Last week there was a slew of headlines on the alarming growth of personal indebtedness. The annual report of the Consumer Credit Counselling Service revealed that calls to its debt helpline rose by more than a fifth in 2005.
Since 1994, "unsecured" debt - credit cards and other personal loans - has increased more than fivefold. The average UK household is now shouldering loans above and beyond the mortgage of £8,000.
The CCCS also reported that the incidence of "extreme debt" - households with unsecured borrowing above a hair-raising £100,000 - almost doubled last year.
"For those who experience over-indebtedness," said Malcolm Hurlston, the CCCS chairman, "life can be very miserable indeed".
Mervyn King, the Bank of England governor, has also stressed this human fallout. "All the statistics on households in trouble with debt have been rising and rising quite sharply," King said recently. "The signs are this is potentially quite a large social problem."
With personal insolvencies now at record highs, rising debt clearly has serious consequences for those who get out of their depth. But there is a general view that the broader economic impact of such personal difficulties is quite small.
"This is not a major factor," said King, "in determining the swings of consumer spending in the economy as a whole."
The UK's strong growth in recent years owes a lot to a consumer boom funded by a frenzy of borrowing. A decade-long shopathon has helped the British economy outperform much of western Europe.
So any indication that debt-soaked consumers might call a halt would be of serious concern. Well, I'd argue that such evidence now exists. The personal debt burden is on the verge of biting. And it could be a drag-anchor on the economy for years to come.
Indebted consumers are finally taking steps to reduce their unsecured borrowing. A recent Alliance & Leicester study found that the stock of outstanding personal loans fell by £360m during the four months to April - the first reduction in seven years.
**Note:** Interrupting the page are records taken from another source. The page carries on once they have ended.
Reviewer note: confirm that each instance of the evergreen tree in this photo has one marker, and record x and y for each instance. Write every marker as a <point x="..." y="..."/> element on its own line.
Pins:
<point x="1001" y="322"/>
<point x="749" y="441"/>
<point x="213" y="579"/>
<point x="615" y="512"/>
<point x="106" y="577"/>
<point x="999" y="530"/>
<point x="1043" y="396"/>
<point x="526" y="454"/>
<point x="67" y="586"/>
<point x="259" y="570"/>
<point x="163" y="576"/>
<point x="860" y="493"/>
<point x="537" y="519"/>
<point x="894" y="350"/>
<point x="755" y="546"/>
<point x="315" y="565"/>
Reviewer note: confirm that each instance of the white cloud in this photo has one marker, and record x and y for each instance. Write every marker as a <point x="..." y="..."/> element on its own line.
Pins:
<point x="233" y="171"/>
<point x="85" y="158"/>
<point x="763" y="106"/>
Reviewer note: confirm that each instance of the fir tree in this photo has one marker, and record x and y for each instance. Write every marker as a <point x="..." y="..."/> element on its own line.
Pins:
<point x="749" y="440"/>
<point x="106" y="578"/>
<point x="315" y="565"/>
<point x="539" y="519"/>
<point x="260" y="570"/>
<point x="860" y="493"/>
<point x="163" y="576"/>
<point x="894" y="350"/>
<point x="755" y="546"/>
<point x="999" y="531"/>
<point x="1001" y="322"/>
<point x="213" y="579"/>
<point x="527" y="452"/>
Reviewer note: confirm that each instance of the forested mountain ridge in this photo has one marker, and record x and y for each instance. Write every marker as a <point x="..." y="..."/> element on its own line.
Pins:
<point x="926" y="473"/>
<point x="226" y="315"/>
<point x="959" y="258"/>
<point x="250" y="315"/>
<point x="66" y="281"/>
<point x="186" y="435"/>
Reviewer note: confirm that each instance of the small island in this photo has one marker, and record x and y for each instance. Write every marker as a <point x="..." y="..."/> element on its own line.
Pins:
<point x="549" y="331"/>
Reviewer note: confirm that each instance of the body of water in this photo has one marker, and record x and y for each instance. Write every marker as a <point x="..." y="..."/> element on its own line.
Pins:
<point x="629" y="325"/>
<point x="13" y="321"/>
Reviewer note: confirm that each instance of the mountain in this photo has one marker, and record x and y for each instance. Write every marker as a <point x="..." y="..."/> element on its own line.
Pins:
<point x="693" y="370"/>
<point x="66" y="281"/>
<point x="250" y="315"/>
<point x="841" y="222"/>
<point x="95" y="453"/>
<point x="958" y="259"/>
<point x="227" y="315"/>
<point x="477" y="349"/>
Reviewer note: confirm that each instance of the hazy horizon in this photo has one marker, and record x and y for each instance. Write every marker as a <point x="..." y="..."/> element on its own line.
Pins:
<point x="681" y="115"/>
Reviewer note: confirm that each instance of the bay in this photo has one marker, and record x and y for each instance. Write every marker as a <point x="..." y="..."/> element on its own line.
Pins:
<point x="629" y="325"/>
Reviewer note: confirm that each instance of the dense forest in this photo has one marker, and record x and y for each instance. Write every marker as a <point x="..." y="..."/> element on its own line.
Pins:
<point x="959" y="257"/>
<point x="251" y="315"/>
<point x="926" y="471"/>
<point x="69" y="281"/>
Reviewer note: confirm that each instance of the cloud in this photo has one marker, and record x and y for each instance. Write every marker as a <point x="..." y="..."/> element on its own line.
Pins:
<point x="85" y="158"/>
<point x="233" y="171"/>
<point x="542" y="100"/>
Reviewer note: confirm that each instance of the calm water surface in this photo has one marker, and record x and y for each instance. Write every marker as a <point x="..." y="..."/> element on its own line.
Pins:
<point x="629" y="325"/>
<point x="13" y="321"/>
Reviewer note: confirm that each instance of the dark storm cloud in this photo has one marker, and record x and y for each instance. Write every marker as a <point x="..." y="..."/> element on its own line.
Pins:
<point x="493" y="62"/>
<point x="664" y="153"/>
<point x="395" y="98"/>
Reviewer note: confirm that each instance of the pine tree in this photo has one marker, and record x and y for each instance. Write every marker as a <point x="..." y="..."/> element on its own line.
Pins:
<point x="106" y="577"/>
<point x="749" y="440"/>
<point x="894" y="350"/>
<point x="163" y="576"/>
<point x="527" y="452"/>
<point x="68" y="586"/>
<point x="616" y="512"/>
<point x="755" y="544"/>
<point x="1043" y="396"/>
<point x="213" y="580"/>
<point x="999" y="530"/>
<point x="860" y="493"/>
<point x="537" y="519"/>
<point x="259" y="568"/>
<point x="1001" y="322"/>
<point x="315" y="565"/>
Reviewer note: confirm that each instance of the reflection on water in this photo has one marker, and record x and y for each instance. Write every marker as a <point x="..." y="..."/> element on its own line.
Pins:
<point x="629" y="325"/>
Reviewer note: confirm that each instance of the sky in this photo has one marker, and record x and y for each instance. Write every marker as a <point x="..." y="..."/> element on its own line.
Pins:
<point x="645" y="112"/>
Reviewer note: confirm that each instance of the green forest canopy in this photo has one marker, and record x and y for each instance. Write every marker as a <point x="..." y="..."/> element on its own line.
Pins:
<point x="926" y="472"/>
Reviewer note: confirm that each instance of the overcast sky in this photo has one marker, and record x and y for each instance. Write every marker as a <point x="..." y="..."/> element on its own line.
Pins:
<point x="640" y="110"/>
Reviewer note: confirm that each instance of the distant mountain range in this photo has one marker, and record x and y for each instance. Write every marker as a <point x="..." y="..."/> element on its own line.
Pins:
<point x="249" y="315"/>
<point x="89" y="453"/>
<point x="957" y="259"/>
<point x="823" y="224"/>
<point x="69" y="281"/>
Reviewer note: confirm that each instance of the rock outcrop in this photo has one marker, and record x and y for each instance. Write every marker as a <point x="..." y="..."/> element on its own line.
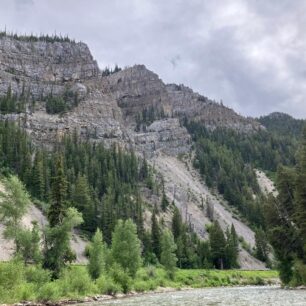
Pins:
<point x="43" y="67"/>
<point x="132" y="107"/>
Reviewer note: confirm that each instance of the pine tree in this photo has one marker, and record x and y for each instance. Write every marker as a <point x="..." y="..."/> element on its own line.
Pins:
<point x="14" y="203"/>
<point x="164" y="202"/>
<point x="155" y="234"/>
<point x="58" y="205"/>
<point x="232" y="248"/>
<point x="300" y="191"/>
<point x="82" y="201"/>
<point x="177" y="223"/>
<point x="125" y="248"/>
<point x="57" y="250"/>
<point x="168" y="257"/>
<point x="261" y="245"/>
<point x="96" y="264"/>
<point x="217" y="245"/>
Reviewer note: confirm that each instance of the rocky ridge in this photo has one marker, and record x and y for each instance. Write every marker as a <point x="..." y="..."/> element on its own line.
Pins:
<point x="110" y="110"/>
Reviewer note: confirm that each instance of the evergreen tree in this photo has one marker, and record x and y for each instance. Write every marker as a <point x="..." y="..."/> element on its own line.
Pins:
<point x="217" y="245"/>
<point x="57" y="251"/>
<point x="125" y="249"/>
<point x="96" y="265"/>
<point x="261" y="245"/>
<point x="232" y="248"/>
<point x="14" y="202"/>
<point x="177" y="223"/>
<point x="155" y="234"/>
<point x="300" y="192"/>
<point x="168" y="257"/>
<point x="58" y="205"/>
<point x="29" y="244"/>
<point x="81" y="199"/>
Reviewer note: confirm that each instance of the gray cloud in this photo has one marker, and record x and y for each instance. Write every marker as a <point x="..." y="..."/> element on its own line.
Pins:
<point x="251" y="54"/>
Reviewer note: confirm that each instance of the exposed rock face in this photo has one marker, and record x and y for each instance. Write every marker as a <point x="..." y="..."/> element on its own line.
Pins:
<point x="109" y="111"/>
<point x="43" y="67"/>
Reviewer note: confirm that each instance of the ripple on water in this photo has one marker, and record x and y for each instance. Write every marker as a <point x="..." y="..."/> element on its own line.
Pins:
<point x="235" y="296"/>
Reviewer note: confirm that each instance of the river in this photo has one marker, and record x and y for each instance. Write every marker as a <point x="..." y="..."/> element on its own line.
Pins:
<point x="237" y="296"/>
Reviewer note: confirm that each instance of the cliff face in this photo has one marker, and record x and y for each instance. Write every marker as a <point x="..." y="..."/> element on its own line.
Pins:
<point x="42" y="67"/>
<point x="112" y="108"/>
<point x="132" y="107"/>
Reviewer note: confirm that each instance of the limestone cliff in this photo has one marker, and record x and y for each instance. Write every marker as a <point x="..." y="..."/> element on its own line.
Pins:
<point x="132" y="107"/>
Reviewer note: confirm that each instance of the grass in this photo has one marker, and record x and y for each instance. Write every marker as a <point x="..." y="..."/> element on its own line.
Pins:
<point x="31" y="283"/>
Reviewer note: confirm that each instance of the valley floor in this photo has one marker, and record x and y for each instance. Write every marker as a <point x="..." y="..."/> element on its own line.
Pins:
<point x="75" y="286"/>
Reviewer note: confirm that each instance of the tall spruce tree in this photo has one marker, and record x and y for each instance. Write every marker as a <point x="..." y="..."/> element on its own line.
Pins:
<point x="217" y="245"/>
<point x="58" y="203"/>
<point x="300" y="191"/>
<point x="125" y="249"/>
<point x="96" y="264"/>
<point x="168" y="257"/>
<point x="155" y="234"/>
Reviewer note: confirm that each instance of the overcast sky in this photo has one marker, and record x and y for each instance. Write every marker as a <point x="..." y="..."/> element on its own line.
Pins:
<point x="249" y="53"/>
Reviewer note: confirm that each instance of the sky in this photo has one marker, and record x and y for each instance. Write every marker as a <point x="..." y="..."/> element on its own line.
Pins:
<point x="251" y="54"/>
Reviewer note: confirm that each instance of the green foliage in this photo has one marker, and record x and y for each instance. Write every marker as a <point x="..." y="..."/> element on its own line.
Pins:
<point x="35" y="38"/>
<point x="226" y="159"/>
<point x="155" y="235"/>
<point x="49" y="292"/>
<point x="121" y="277"/>
<point x="217" y="245"/>
<point x="57" y="252"/>
<point x="14" y="202"/>
<point x="168" y="257"/>
<point x="125" y="249"/>
<point x="28" y="242"/>
<point x="106" y="285"/>
<point x="58" y="205"/>
<point x="75" y="281"/>
<point x="102" y="183"/>
<point x="286" y="220"/>
<point x="261" y="245"/>
<point x="96" y="265"/>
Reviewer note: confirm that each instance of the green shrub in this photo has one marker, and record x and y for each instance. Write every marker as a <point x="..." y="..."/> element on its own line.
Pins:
<point x="37" y="275"/>
<point x="106" y="285"/>
<point x="49" y="292"/>
<point x="11" y="274"/>
<point x="121" y="277"/>
<point x="141" y="286"/>
<point x="75" y="281"/>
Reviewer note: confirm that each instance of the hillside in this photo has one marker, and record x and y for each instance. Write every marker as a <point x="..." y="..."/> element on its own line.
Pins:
<point x="55" y="88"/>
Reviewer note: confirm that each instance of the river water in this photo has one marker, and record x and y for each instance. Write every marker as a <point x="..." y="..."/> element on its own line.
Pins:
<point x="235" y="296"/>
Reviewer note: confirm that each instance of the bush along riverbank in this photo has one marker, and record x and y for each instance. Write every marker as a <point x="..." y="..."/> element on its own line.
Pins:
<point x="20" y="283"/>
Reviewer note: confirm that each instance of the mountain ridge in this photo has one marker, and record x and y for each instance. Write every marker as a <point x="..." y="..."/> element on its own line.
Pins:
<point x="132" y="108"/>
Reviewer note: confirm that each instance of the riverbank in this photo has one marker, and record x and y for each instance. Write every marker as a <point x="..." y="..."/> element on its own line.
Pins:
<point x="19" y="283"/>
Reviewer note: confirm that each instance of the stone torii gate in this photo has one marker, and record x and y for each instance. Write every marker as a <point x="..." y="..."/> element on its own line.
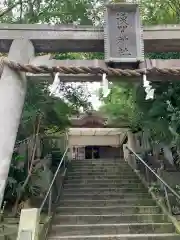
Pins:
<point x="124" y="58"/>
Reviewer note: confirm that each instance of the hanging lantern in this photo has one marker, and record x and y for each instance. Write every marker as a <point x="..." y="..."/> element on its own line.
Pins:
<point x="123" y="35"/>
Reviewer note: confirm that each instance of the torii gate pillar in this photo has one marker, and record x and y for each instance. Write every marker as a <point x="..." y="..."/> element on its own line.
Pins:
<point x="12" y="95"/>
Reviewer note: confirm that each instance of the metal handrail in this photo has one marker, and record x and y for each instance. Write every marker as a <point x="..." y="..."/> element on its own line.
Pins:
<point x="53" y="180"/>
<point x="154" y="173"/>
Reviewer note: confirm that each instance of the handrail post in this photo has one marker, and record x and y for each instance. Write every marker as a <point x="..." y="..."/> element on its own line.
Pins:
<point x="50" y="203"/>
<point x="165" y="185"/>
<point x="167" y="199"/>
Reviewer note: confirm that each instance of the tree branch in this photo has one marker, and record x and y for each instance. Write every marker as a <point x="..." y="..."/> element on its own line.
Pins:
<point x="9" y="9"/>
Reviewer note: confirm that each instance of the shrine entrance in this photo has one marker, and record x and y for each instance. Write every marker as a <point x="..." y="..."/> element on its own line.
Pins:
<point x="92" y="152"/>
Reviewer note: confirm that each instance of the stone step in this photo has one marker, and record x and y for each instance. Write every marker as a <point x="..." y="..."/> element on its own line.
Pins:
<point x="103" y="176"/>
<point x="117" y="228"/>
<point x="101" y="203"/>
<point x="100" y="166"/>
<point x="152" y="236"/>
<point x="102" y="181"/>
<point x="100" y="169"/>
<point x="94" y="191"/>
<point x="102" y="172"/>
<point x="103" y="185"/>
<point x="87" y="166"/>
<point x="120" y="209"/>
<point x="105" y="196"/>
<point x="109" y="219"/>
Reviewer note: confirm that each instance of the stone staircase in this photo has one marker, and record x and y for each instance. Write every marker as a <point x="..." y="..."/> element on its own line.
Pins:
<point x="105" y="200"/>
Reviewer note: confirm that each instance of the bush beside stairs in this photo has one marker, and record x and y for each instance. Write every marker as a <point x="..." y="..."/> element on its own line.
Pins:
<point x="104" y="199"/>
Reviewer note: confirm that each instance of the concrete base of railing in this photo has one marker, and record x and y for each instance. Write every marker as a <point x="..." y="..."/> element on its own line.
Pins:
<point x="29" y="224"/>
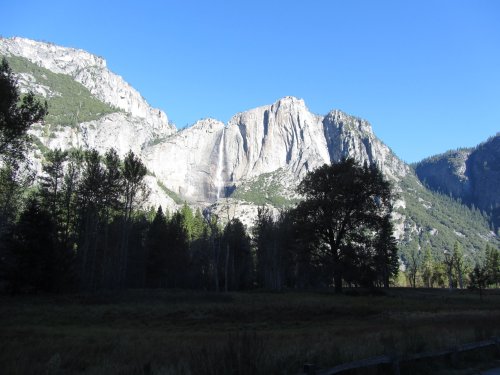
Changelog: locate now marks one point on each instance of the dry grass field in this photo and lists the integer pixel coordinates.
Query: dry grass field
(184, 332)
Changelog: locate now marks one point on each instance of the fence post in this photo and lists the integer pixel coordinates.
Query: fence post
(309, 369)
(496, 340)
(395, 365)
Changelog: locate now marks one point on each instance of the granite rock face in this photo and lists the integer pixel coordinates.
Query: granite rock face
(258, 157)
(91, 71)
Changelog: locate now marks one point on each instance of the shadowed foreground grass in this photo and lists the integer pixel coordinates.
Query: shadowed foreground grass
(182, 332)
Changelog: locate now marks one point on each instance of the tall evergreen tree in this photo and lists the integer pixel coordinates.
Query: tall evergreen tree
(156, 244)
(346, 203)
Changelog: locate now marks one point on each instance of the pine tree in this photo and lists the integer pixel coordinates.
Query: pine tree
(156, 244)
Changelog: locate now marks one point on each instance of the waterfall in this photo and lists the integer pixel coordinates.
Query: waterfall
(219, 183)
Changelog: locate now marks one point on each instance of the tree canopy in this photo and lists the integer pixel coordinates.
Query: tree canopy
(345, 209)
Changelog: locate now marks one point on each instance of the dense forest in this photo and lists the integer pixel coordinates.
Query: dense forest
(81, 226)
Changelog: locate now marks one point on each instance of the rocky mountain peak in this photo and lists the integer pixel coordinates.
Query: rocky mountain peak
(91, 71)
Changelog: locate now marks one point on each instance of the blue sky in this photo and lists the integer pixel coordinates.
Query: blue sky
(426, 74)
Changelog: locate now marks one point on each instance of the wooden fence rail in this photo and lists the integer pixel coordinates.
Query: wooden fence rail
(395, 360)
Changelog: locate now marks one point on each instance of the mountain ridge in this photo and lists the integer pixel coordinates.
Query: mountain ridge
(257, 157)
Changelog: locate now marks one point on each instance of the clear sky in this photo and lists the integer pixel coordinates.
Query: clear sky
(426, 74)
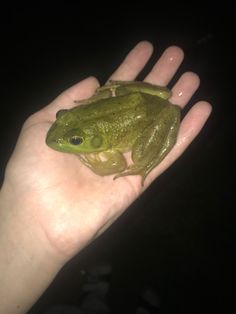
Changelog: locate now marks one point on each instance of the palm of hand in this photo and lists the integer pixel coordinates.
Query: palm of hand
(70, 203)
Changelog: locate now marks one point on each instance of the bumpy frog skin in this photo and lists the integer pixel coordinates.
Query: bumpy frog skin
(120, 117)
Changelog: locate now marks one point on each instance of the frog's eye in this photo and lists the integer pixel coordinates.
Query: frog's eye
(76, 140)
(60, 113)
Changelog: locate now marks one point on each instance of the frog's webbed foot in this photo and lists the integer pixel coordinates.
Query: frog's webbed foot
(134, 170)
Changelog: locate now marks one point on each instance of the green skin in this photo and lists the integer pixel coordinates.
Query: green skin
(120, 117)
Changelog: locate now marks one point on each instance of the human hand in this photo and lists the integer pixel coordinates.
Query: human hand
(56, 194)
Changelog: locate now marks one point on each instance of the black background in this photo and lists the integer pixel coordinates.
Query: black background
(179, 236)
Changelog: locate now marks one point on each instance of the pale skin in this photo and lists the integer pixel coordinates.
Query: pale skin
(52, 206)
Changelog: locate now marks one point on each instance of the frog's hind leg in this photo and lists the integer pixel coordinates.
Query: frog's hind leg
(153, 145)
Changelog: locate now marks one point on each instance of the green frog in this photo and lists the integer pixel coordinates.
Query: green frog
(120, 117)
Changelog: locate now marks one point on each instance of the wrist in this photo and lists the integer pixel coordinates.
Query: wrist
(27, 262)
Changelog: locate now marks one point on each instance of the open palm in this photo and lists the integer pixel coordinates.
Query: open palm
(64, 198)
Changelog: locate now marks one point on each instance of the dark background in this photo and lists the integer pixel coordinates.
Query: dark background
(179, 236)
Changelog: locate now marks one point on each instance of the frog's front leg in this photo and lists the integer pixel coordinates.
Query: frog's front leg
(104, 163)
(154, 143)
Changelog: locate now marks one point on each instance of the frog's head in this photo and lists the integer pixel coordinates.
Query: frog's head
(66, 136)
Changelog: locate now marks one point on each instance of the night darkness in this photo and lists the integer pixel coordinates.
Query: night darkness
(179, 237)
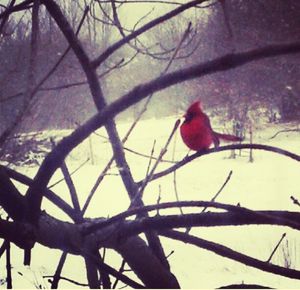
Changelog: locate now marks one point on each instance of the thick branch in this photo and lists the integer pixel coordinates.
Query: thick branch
(143, 29)
(59, 202)
(58, 154)
(10, 198)
(220, 149)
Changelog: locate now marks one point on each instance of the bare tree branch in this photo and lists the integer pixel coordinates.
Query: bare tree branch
(231, 254)
(143, 29)
(224, 148)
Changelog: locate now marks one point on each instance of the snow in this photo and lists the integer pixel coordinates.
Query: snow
(267, 184)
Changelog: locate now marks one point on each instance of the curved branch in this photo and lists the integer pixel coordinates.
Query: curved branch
(220, 149)
(231, 254)
(143, 29)
(58, 154)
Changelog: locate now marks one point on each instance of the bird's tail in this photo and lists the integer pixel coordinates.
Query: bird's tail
(228, 137)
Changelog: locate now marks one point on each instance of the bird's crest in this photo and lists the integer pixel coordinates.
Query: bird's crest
(194, 108)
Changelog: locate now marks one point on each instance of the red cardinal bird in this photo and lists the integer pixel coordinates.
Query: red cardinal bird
(196, 131)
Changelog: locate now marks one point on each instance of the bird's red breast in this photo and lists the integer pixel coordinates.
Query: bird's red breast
(196, 131)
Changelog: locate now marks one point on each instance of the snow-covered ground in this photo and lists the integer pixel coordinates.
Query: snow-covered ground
(267, 183)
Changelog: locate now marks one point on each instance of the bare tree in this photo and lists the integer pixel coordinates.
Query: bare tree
(28, 224)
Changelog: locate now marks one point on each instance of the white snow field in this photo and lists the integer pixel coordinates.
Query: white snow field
(267, 184)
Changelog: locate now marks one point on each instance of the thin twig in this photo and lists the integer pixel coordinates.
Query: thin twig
(284, 131)
(121, 270)
(73, 172)
(66, 279)
(220, 190)
(72, 189)
(231, 254)
(57, 275)
(295, 200)
(276, 247)
(198, 154)
(8, 266)
(162, 153)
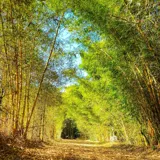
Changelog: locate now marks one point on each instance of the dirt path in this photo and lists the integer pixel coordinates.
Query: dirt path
(83, 150)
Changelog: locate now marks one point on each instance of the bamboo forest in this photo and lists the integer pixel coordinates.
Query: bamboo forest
(80, 79)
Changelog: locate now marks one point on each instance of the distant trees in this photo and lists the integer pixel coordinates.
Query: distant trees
(129, 52)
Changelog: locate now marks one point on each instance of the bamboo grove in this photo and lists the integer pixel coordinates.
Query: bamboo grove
(116, 86)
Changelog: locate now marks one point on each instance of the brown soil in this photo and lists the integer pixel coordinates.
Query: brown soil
(80, 150)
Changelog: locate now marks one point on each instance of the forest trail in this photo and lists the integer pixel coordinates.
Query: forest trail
(85, 150)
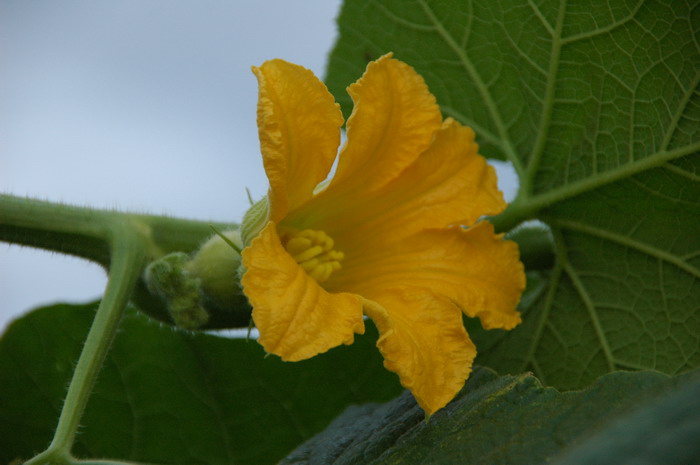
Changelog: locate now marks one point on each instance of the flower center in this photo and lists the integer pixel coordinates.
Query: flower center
(313, 251)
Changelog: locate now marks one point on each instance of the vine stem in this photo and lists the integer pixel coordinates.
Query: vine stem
(129, 253)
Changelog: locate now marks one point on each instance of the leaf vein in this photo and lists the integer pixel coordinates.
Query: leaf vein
(628, 242)
(485, 94)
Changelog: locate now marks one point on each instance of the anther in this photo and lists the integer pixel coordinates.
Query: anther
(313, 251)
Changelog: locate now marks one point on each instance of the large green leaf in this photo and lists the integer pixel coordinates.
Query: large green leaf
(513, 420)
(169, 396)
(596, 104)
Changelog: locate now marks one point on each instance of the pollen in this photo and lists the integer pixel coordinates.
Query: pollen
(314, 252)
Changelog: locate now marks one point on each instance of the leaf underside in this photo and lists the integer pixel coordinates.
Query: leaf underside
(597, 107)
(514, 420)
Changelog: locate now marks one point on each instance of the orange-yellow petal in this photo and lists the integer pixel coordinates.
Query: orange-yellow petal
(423, 340)
(299, 129)
(474, 268)
(296, 317)
(393, 120)
(449, 183)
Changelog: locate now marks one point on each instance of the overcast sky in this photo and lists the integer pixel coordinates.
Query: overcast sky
(141, 105)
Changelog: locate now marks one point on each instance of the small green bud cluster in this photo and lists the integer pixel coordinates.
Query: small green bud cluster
(194, 287)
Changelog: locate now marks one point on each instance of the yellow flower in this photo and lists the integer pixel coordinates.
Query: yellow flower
(385, 236)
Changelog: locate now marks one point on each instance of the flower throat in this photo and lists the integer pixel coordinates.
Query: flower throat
(313, 251)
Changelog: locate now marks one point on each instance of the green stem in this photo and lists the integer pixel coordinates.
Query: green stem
(85, 232)
(129, 253)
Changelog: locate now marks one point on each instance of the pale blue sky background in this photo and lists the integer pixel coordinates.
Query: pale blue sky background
(143, 105)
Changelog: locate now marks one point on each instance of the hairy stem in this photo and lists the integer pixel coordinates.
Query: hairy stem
(129, 253)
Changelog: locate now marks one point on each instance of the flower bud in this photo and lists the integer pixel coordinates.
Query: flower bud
(203, 288)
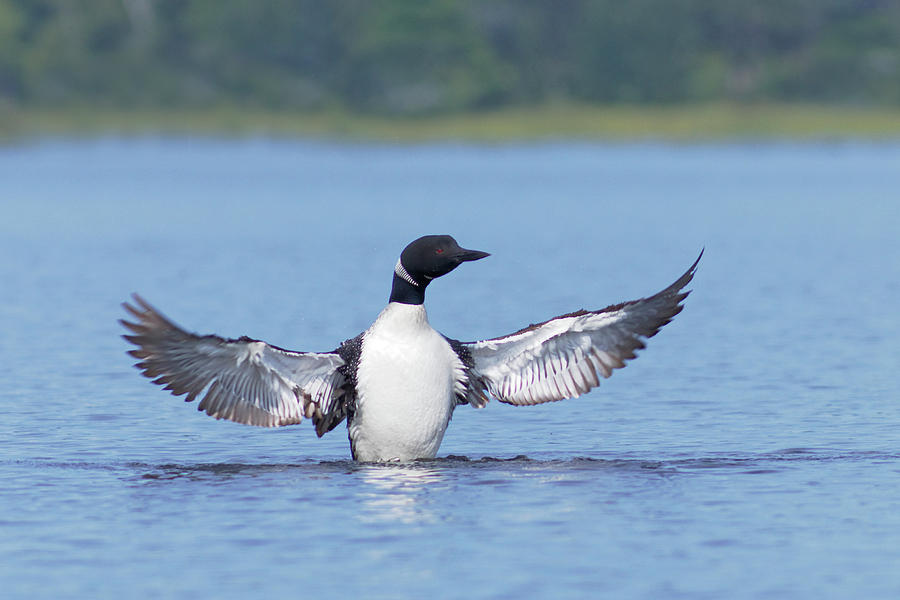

Over the same period, credit card debt dropped too - by almost £1bn.
I don't share the common view that the recent rise in personal insolvencies is simply the result of more debtor-friendly rules.
The doubling of the insolvency rate in England and Wales since 2004 did coincide with new laws reducing the bankruptcy discharge period from three years to only a year. But insolvencies also accelerated in Northern Ireland and, particularly, Scotland - where there was no change in the regime.
Also, because insolvency stays on a person's credit record for six years, its effect can linger - making it hard for individuals to access credit and resume spending long after their bankruptcy ends.
And the banks have started to react, tightening their credit conditions more generally in response to a sharp rise in insolvency losses. That spreads the impact of debt to other consumers too.
But the main reason maxed-out consumers could soon retrench is of course the prospect of higher interest rates.
Households are now spending more than 20 per cent of their incomes servicing secured and unsecured debt. That is as big a burden as during the crisis years of the early 1990s, even though interest rates today are much lower.
In other words, UK consumers are highly geared, and therefore vulnerable to rate increases. If rates rise sharply over the coming year - and expensive oil means they might - debt repayments would reach dangerous new highs.
King is right to point out that personal indebtedness in Britain isn't nearly as bad as in the US. The proportion of American adults filing for insolvency is three times higher.
But the US not only has escalating household debt, it has accelerating government debt too. That makes the world's biggest economy hyper-sensitive to tighter money. And the old adage still holds: when America sneezes, Britain catches a cold.
So, whether the impact falls on us or our American cousins, rising household indebtedness is a threat to the UK economy as a whole.